How frequently should Dad's blood sugar be tested?

1 answer | Last updated: Oct 26, 2016
A fellow caregiver asked...

My father-in-law is 90, has type 2 diabetes and resides in a nursing home that only tests his blood sugar three times a week, but gives him insulin daily. We have had issues with this. His in-house doctor says that this is her protocol and isn't willing to change it. Is this normal? What can we do?

Expert Answers

Theresa Garnero is clinical nurse manager of Diabetes Services at California Pacific Medical Center in San Francisco.

Research suggests at least 25 percent of nursing home residents have diabetes in the United States. Currently, clinical practice guidelines for this vulnerable population do not exist. The issue faced by your father-in-law and the shear numbers of people with diabetes in nursing homes is an example of why we need national guidelines tailored to the unique care environment.

Checking daily glucose is obviously a critical step in optimizing diabetes care, especially since he takes insulin and is statistically at higher risk for hospitalization due to low blood sugar (low glucose or hypoglycemia). Nursing homes often have diabetes care protocols, but they vary by institution. Further, physician's orders for the frequency of glucose monitoring would trump any facility protocol.

Many long-term care residents have multiple medical problems with diabetes taking side stage.

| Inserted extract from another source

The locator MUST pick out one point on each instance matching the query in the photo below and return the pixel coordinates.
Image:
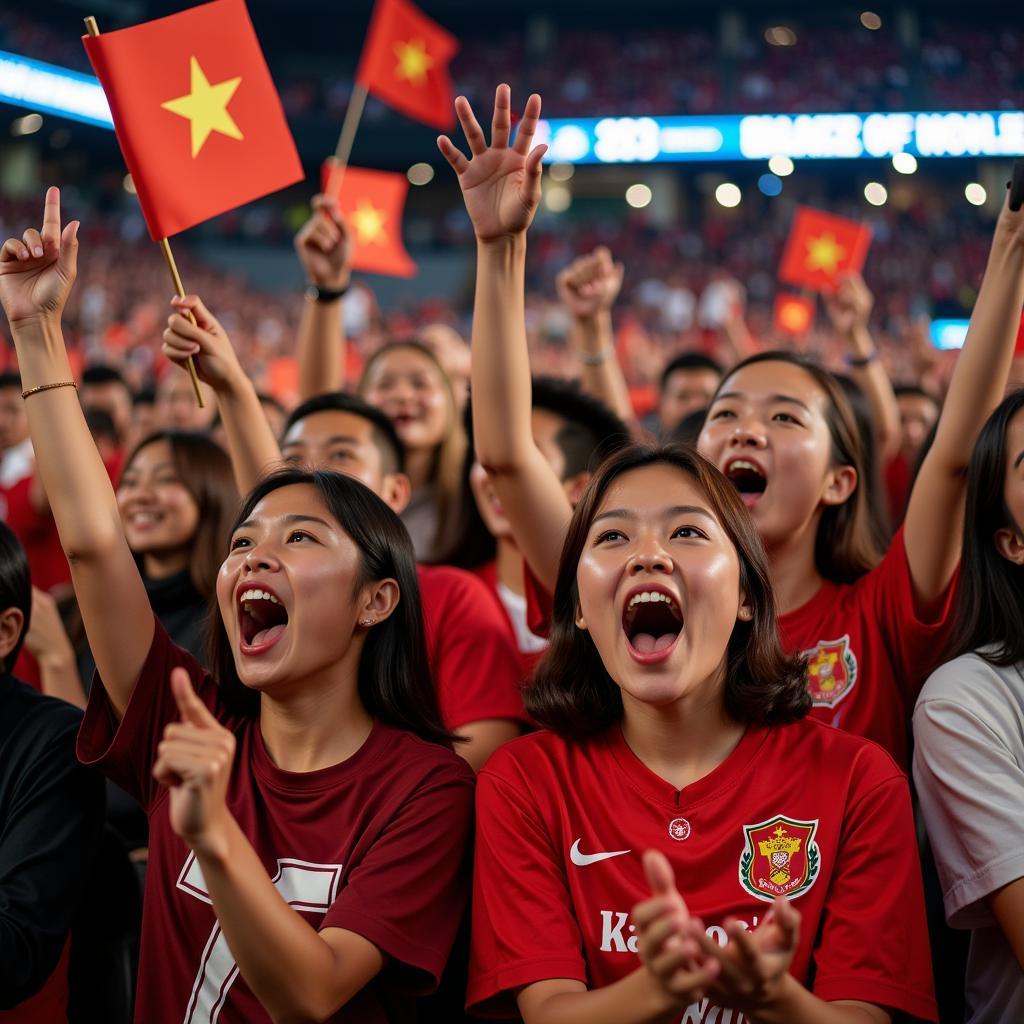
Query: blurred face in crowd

If hypoglycemia has not been an issue, and his 3-month glucose average (A1C blood test) has been close to 7%, the physician may think occasional monitoring will provide enough information and keep your father-in-law safe.

What can you do? Discuss your concerns again with the physician and ask why daily monitoring is out of the question. You may also speak to the director of nursing at the facility or contact your local Long-Term Care Ombudsman Resource Center (call 202-332-2275 or check to find one in your area). Ombudsmen advocate for residents rights and quality care. And if not satisfied with the care provided, it is within his right to find someone else who is willing to step up his diabetes plan of care.